Article sur Libération.fr
Selon Libération, les gays turcs sont encore plus "euroenthousiastes" que le reste de leurs concitoyens. «Nous avons presque les mêmes problèmes, les mêmes difficultés que les homosexuels d'Europe, mais, au moins, eux ont leurs droits inscrits dans les codes civil ou pénal de leurs pays respectifs, alors que nous n'en avons pas», souligne Umut Guner, représentant du Kaos GL, un des deux groupes qui luttent pour la défense des droits des gays.
La grande majorité des Turcs n'aime pas les «pédés» et l'homosexualité est régulièrement dénoncée, notamment par les islamistes, comme une «déviation» sinon une «maladie». L'héritage des Ottomans, très tolérants en la matière, est bien oublié. Les médias font d'un côté l'éloge des célébrités, artistes, chanteurs, mannequins ou stylistes gays ou lesbiens, mais critiquent voire insultent les homosexuels ou les travestis qui luttent pour leurs droits, et ceux qui sont contraints de se prostituer dans les quartiers riches d'Istanbul.
Bannis de la société turque, les homosexuels ont quand même préparé une proposition de loi, avec le soutien d'un député social-démocrate, qui a préféré garder l'anonymat, «pour la reconnaissance de l'identité sexuelle et des autres droits des gays et lesbiennes». Composée de 12 articles, inspirée de la législation hollandaise, cette proposition de loi avait été rejetée d'emblée lors de la première lecture en commission. «C'est normal dans un Parlement machiste où il n'y a aucun député revendiquant publiquement son homosexualité», explique un avocat qui souligne aussi le profond conservatisme moral de la majorité parlementaire, le Parti de la justice et du développement, issu du mouvement islamiste, qui avait débattu pendant de longues séances, à l'automne dernier, sur «les méfaits de l'adultère».
Alors que la Turquie déploie beaucoup d'efforts pour réformer sa législation en vue d'adopter l'acquis communautaire, la question des droits des homosexuels reste largement taboue.

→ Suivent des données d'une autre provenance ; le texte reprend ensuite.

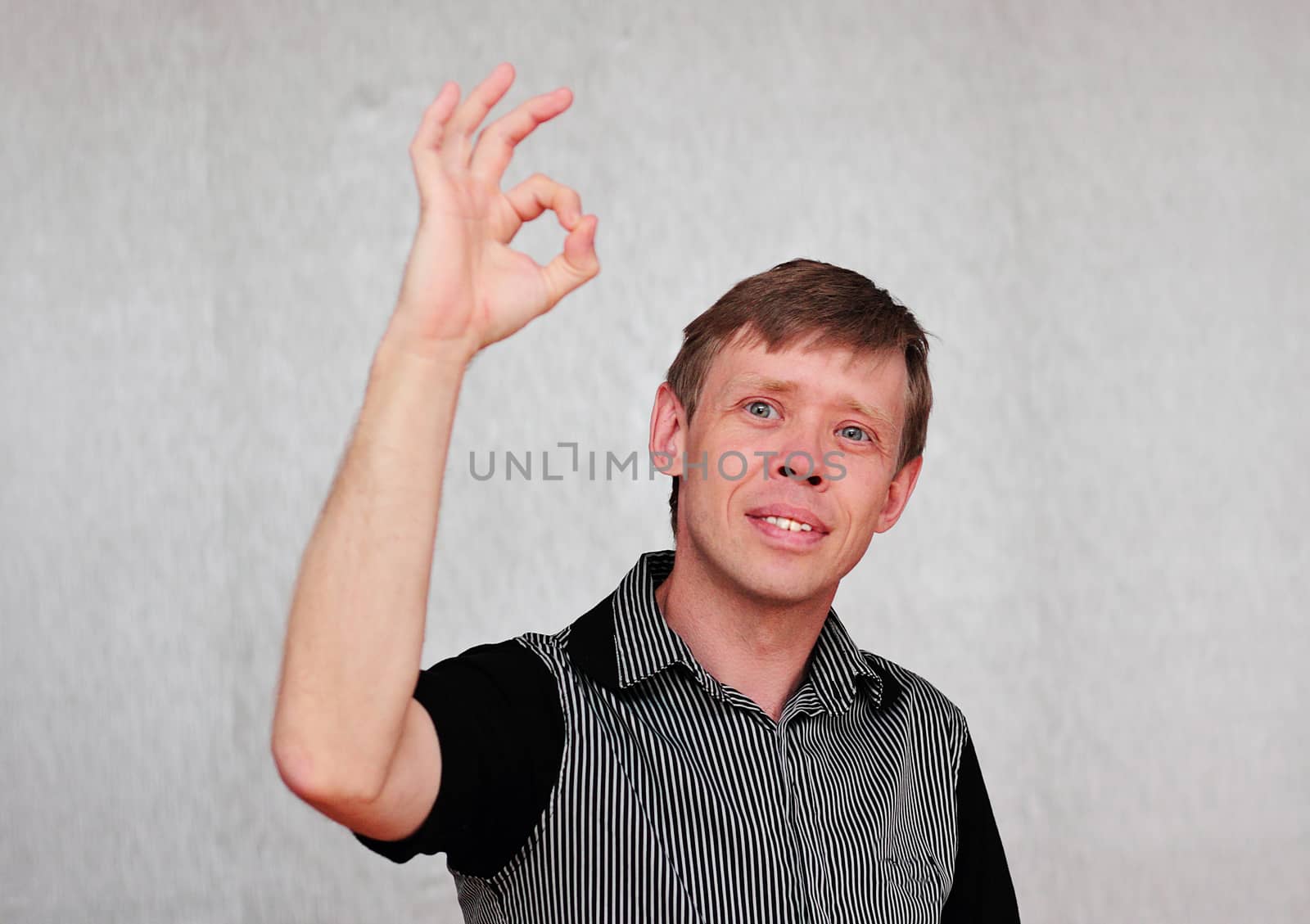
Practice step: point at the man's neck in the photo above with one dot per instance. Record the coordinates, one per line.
(757, 648)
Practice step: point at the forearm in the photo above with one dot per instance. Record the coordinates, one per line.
(355, 629)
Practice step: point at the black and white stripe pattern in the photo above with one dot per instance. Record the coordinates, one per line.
(680, 800)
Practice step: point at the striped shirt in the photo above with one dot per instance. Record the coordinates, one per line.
(602, 773)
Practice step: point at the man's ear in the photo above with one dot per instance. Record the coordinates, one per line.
(668, 430)
(897, 494)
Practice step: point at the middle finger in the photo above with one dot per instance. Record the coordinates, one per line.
(497, 142)
(469, 114)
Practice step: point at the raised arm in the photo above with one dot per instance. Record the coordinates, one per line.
(347, 736)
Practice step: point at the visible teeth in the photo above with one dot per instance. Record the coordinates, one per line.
(783, 522)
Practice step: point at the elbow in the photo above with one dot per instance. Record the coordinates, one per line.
(314, 779)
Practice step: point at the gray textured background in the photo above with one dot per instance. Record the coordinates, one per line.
(1100, 210)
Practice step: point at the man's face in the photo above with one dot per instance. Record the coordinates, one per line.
(827, 414)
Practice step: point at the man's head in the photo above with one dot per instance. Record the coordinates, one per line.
(811, 342)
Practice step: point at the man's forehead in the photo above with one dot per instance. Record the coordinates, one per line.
(755, 364)
(752, 367)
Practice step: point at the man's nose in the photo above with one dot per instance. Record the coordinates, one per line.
(801, 461)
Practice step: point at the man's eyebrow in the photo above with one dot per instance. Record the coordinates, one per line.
(784, 386)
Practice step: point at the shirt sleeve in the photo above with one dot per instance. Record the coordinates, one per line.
(501, 728)
(982, 890)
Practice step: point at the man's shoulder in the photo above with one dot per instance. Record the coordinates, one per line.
(907, 688)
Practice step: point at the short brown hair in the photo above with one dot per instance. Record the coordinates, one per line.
(796, 301)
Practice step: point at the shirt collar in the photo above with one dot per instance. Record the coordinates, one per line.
(624, 640)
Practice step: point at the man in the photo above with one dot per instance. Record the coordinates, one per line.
(707, 744)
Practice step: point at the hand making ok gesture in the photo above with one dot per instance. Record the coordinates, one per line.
(464, 288)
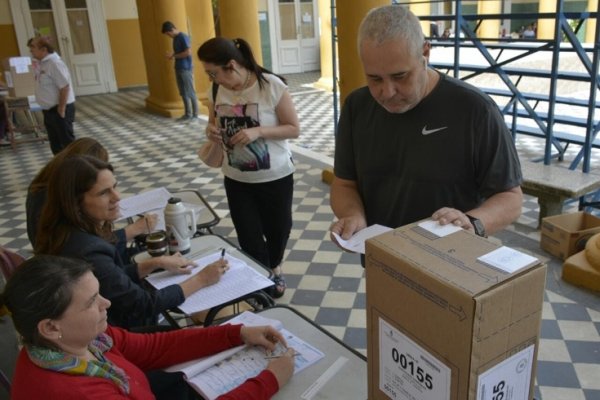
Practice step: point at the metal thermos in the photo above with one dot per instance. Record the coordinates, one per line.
(180, 223)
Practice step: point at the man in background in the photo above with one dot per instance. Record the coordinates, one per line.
(183, 69)
(54, 93)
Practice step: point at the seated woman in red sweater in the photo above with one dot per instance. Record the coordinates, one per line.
(70, 351)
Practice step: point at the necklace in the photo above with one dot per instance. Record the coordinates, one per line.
(238, 94)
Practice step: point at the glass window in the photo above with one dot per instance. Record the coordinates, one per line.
(81, 35)
(40, 5)
(308, 23)
(287, 17)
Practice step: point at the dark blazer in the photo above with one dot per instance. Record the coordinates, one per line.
(132, 305)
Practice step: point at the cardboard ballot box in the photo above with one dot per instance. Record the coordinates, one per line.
(566, 234)
(19, 76)
(455, 317)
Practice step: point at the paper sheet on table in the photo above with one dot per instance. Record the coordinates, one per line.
(194, 367)
(239, 280)
(247, 363)
(357, 242)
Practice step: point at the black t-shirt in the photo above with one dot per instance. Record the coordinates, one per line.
(452, 150)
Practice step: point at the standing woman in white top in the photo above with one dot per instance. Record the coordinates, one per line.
(252, 115)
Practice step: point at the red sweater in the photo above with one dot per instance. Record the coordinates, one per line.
(135, 353)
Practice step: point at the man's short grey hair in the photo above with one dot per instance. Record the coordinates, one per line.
(392, 23)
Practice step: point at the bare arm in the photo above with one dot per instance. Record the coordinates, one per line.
(347, 207)
(496, 212)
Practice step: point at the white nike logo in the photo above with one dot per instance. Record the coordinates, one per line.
(426, 131)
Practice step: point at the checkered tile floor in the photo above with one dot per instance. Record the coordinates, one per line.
(324, 283)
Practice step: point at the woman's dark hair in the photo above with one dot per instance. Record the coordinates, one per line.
(220, 51)
(63, 210)
(41, 288)
(84, 145)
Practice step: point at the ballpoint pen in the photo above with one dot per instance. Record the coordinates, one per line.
(279, 356)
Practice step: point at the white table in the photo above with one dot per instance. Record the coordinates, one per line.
(349, 382)
(206, 244)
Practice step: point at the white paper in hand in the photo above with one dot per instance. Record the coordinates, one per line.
(356, 243)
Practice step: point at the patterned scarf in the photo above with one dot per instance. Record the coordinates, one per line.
(101, 368)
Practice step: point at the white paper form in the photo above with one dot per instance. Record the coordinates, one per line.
(508, 380)
(437, 229)
(20, 64)
(507, 259)
(155, 199)
(356, 243)
(194, 367)
(239, 280)
(248, 363)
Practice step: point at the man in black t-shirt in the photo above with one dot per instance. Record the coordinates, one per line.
(415, 143)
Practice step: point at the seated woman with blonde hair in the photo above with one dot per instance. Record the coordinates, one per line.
(70, 351)
(77, 221)
(38, 190)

Déclarer sa préférence sexuelle reste un exercice à haut risque. Nombre d'intellectuels, cinéastes, journalistes ou romanciers, dont l'homosexualité est connue, refusent de prendre position sur le sujet «afin d'éviter un lynchage public».
«Les Kurdes, longtemps non reconnus, ignorés, bafoués, ont plus ou moins gagné leurs droits et maintenant il faut que l'Etat et la société nous accordent les nôtres», réclame Aysel, travestie prostituée à Istanbul. Son quotidien, comme celui de milliers de ses pairs, reste très difficile. «Notre existence même viole la loi en vigueur», précise-t-elle, évoquant notamment les dispositions du code pénal sanctionnant «l'exhibitionnisme». Aysel se souvient d'une amie assassinée : «Les deux meurtriers, arrêtés et jugés, ont bénéficié d'une réduction de peine car la victime était un travesti.» Aysel rêve de l'Union européenne : «J'ai été à Francfort et j'ai vu les libertés dont jouissent nos confrères et consoeurs.»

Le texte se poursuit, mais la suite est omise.